With Tom Hiddleston overshadowed by an apocalyptically dull new villain, Thor's return is punctuated by thunderous boredom
This new Thor film delivers a hammer-blow of boredom to the back of the head. It is another franchise product from the Marvel pipeline, conceived without much inspiration in a CGI-green screen world, and without the sprightliness and novelty of the previous Thor outing, directed by Kenneth Branagh. Chris Hemsworth returns as the great god, still carrying a torch, as well as that hammer, for his Earthling love: astrophysicist hottie Jane Foster, gamely played by Natalie Portman. But now he faces a new enemy, the apocalyptically boring Malekith, leader of the Dark Elves, played by Christopher Eccleston and hell-bent on unleashing a fog of dullness on the universe. Malekith stands around glowering with pale-faced, pointy-eared resentment, like a mature student who has been thrown out of a Goth pub for smoking.

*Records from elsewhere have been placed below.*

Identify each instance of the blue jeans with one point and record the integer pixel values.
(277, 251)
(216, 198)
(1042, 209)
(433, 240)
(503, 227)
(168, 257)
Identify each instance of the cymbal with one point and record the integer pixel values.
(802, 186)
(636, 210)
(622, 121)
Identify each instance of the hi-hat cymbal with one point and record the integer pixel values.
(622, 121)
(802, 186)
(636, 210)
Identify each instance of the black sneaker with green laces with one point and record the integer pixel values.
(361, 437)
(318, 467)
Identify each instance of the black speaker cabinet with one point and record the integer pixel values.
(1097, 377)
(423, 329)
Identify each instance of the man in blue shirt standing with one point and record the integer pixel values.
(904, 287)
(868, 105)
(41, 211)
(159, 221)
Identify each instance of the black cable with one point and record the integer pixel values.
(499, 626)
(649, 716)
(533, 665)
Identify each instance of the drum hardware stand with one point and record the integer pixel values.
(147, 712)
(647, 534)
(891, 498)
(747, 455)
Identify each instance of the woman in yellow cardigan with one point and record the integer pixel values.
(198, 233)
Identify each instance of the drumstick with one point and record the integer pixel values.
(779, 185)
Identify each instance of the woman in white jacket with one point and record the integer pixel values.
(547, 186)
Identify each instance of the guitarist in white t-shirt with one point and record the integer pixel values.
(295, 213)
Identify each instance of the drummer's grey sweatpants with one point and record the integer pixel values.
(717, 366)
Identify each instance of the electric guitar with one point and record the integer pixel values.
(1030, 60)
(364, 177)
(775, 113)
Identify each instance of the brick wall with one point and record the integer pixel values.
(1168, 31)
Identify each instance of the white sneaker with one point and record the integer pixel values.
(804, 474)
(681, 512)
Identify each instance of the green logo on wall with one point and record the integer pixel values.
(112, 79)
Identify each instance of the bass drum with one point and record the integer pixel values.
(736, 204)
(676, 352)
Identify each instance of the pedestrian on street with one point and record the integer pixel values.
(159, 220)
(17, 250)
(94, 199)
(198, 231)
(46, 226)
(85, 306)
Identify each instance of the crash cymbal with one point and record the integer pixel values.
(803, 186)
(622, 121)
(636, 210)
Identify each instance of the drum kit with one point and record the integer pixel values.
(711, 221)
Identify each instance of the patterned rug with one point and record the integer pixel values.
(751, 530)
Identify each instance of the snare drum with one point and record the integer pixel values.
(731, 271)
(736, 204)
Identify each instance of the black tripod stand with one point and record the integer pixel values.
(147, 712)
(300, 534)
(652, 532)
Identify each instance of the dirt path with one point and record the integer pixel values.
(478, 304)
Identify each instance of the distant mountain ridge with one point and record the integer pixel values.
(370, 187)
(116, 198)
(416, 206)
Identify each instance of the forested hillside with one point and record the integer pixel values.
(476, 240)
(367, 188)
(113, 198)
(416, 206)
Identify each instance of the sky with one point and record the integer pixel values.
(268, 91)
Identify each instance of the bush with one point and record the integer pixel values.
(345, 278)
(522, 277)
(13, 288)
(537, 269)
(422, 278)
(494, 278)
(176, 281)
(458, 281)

Catastrophically, this development downgrades the status of this franchise's star performer: Thor's wicked brother Loki, played by Tom Hiddleston. Loki is (once again) languishing in Lecteresque imprisonment and Hiddleston brings to it all the usual silky-voiced malice, wit and fun, like James Mason's wicked great-nephew. He's given a bit to do when Thor realises he must make common cause with this duplicitous sibling to defeat Malekith. But his sidelining is a big disappointment. Even Hiddleston can't rescue this Norse epic of tedium.